An independent review of employment practices should be bold, far-reaching and not afraid to suggest a re-writing of law, the profession has said ahead of its expected publication.
Employment solicitors and the advisory, conciliation and arbitration service (ACAS) said much clearer guidance is needed to enable employers to know their rights and employees to make better decisions.
The review of modern employment practices is being carried out by Matthew Taylor, Chief Executive of the Royal Society for the encouragement of Arts, Manufactures and Commerce (RSA) and is expected to be published shortly.
Taylor has already indicated that he wants to clarify who is defined as an employee, a worker and an independent contractor.
In its official response to the review, ACAS said calls to its helpline revealed confusion and uncertainty around employment status and rights for those involved – including in the so-called gig economy.
Sir Brendan Barber, chair of ACAS, said: ‘Clear and accessible guidance that allows people to make an informed choice before entering into these types of working arrangements would greatly help the situation.’
Employment practices in ‘gig economy’ businesses have been under increased scrutiny recently. The GMB trade union has started separate legal cases against several businesses it believes are treating workers as self-employed contractors and not staff.
Leon Deakin, head of employment at regional firm Coffin Mew, told the Gazette a complete review and ‘potential overhaul’ of the way in which we determine employment status was long overdue. ‘To be of real use the Taylor review must be far reaching and also be prepared to be bold in their recommendations,’ he said.
‘Specifically, it should comment clearly on whether the three categories of “employee”, “worker” and “self-employed” remain fit for purpose.’
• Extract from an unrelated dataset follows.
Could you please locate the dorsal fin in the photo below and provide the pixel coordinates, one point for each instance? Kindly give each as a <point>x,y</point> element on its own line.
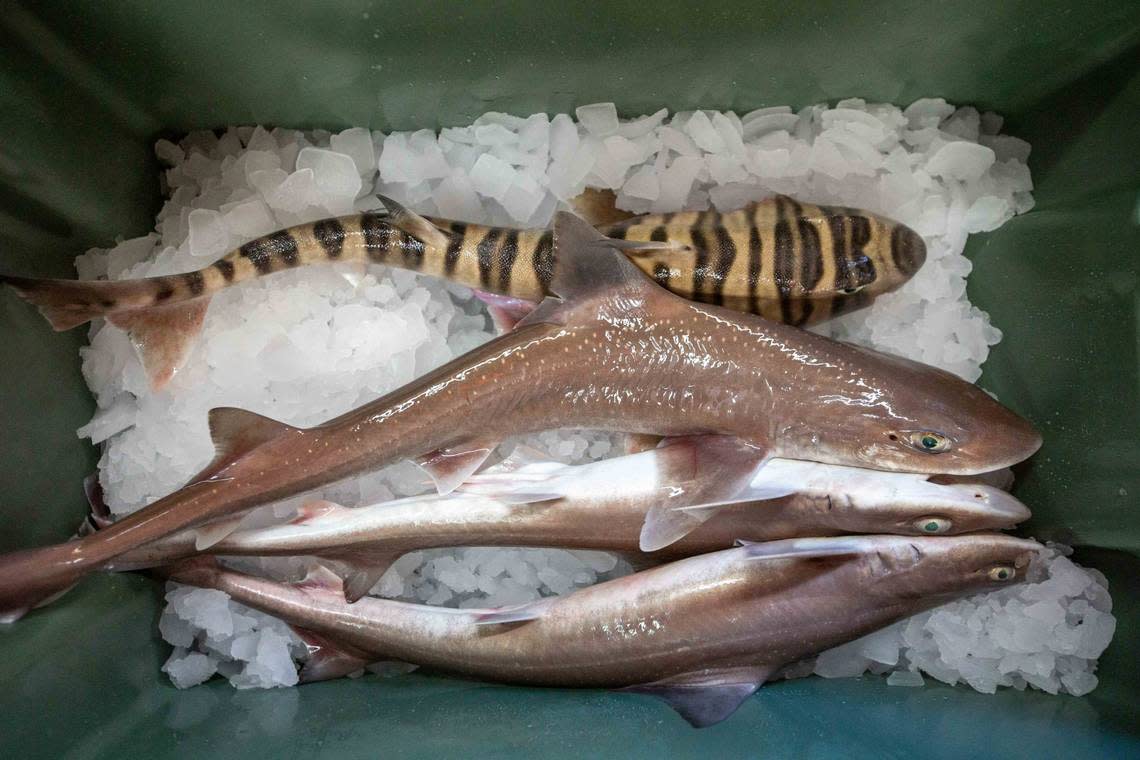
<point>586,263</point>
<point>236,432</point>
He added that he was pleased that the review is expected to look specifically at the reasons people take up working in the gig economy.
International firm Taylor Vinters called on the government to clearly define employment statuses and create a solution where workers’ rights and innovative business models are not mutually exclusive.
Partner Dominic Holmes said: ‘The concepts of “employee”, “worker” and “self-employed” need to be clearly defined, so the rules of the game are understood by all.’
He added that the definition of worker, as ‘someone that has a contract or other arrangement to do work or services personally for a reward,’ no longer meets the requirements of the future world of work and should be narrowed.
In its submission to the Taylor Review, the Law Society said independent inspectors should be brought in to probe whether businesses are breaking employment laws or exploiting staff.
According to reports today, food delivery firm Deliveroo said it will pay sickness and injury benefits to its UK riders if the law is changed. The BBC said the firm said the current law prevents it from offering enhanced rights because it classifies its riders as self-employed.
It said it uses that classification to provide its riders with the flexibility to work when they want and that employment rules should be changed so that people who work for similar companies can receive enhanced benefits and not lose flexibility.